Things weren’t looking good when he abruptly stopped and backtracked a few steps to a notice board like any of the thousand others on this road alone, except this one didn’t have a quarantine notice, it was occupied by a featureless command prompt reading only,

“hello jase”

No one up the street, no one down the street. Even the cat had wandered off.

“Thirty degrees east by north east

mega city armitage

trust slowly

they thought it was worth a city

what is it worth to you?

commandcode -Lupa”

The window closed and an error report popped up in the prompt’s place. Almost immediately a nearby quarantine gate opened.

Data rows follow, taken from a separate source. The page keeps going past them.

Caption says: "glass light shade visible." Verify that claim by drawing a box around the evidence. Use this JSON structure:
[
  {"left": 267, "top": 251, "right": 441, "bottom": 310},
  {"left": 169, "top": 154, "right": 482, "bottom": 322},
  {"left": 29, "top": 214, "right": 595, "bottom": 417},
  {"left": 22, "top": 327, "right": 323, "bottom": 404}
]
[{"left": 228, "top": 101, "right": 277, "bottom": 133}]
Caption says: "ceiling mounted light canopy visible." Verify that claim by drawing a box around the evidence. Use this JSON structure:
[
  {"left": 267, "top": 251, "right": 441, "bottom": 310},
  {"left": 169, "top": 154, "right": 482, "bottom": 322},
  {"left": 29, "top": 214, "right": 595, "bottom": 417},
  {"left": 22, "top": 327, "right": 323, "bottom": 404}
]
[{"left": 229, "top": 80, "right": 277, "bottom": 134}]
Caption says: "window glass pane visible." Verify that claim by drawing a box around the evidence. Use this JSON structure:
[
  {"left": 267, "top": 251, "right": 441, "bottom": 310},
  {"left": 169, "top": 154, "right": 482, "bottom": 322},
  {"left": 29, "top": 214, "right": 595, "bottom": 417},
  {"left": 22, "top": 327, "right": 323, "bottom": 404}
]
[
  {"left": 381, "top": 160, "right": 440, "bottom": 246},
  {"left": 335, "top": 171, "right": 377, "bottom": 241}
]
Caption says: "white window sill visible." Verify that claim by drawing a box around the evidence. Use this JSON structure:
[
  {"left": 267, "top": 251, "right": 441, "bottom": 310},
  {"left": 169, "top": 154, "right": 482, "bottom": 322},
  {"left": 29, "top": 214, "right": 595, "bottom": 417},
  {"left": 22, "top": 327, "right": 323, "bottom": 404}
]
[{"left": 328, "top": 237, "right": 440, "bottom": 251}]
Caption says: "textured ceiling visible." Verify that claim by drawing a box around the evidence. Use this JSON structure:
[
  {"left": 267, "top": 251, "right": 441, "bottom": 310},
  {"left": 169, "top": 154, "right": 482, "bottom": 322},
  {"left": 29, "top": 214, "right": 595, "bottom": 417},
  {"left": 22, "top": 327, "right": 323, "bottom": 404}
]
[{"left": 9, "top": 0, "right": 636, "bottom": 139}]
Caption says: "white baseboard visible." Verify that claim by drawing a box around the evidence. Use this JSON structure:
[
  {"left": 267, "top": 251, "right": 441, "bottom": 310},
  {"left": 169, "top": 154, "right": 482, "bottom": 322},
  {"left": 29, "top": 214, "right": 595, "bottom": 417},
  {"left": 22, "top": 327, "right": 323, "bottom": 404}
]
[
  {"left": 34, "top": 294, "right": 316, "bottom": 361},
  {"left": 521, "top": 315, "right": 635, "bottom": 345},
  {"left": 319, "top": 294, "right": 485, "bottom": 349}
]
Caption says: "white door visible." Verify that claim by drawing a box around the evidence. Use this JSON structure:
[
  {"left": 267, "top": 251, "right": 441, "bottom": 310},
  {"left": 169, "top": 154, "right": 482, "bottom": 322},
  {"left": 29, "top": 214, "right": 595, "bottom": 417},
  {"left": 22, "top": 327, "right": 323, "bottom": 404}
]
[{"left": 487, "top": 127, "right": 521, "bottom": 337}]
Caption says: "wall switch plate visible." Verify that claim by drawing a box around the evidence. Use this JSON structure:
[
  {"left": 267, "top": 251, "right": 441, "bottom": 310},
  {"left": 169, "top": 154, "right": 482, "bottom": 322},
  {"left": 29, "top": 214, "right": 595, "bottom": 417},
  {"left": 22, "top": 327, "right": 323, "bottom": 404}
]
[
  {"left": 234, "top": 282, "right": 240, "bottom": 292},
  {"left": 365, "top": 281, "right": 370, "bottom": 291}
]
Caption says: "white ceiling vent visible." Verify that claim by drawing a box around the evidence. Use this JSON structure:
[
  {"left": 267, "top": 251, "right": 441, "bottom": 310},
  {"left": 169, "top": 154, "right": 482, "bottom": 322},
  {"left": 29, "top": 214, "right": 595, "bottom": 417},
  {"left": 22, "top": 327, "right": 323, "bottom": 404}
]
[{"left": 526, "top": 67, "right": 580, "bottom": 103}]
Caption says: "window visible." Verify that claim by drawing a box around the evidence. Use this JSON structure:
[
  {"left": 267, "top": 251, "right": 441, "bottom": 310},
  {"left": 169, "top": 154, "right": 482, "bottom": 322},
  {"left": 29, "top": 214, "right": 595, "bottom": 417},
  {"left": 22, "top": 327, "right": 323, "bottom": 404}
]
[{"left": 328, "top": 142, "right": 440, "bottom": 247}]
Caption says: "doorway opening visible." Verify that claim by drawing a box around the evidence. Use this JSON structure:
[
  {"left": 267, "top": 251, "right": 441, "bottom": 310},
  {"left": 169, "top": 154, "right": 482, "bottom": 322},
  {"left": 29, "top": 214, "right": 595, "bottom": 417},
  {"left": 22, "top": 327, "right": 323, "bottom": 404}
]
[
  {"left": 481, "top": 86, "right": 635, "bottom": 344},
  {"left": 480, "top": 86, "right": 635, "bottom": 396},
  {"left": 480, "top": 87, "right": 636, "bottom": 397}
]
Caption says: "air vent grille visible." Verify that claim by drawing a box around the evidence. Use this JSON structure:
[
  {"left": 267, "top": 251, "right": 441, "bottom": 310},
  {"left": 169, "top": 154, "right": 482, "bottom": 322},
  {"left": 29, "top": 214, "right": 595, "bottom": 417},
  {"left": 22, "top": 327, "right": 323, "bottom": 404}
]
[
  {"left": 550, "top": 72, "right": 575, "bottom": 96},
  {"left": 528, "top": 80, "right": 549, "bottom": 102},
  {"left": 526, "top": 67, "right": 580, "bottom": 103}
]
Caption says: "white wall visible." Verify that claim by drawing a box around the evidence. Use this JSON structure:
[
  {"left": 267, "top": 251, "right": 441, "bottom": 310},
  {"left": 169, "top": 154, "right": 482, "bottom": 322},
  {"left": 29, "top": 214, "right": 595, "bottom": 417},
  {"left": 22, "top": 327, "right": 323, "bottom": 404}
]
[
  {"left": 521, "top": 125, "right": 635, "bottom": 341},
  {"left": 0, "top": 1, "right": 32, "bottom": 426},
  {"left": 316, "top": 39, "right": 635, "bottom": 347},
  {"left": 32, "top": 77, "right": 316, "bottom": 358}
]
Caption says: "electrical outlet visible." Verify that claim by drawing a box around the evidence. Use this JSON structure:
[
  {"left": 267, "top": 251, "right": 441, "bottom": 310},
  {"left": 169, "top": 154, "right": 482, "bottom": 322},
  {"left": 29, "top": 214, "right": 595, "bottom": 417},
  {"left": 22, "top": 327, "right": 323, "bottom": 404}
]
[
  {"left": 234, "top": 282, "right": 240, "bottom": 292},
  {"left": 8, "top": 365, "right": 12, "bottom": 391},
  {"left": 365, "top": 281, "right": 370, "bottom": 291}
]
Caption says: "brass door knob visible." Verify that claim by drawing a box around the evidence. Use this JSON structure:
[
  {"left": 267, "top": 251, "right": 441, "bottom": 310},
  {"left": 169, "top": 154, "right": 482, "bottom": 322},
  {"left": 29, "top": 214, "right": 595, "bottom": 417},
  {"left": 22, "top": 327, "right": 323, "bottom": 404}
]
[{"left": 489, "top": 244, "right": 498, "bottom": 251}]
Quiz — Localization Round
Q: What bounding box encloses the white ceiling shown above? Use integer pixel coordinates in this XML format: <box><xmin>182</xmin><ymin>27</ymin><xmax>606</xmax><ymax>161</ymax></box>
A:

Jase groaned, now certain he was being watched. After much thought, he retrieved the battered case from the crushed car, harvested phones and batteries from the nearby corpses, confirming they had a compass function before following the newly opened path to the highway.

Sitting in the driver’s seat of a peacekeeper cruiser was a unique experience, but not nearly as odd as the cat when it leapt in and curled up in front of the heater. Jase considered kicking it out. That it managed to survive in the city where hygiene and cleanliness was paramount was suspicious on its own, to say nothing about making it through the gassing. Deciding it wasn’t worth the effort, he let it lie. He had several hours to drive before reaching the edge of the city. Then come the wilds.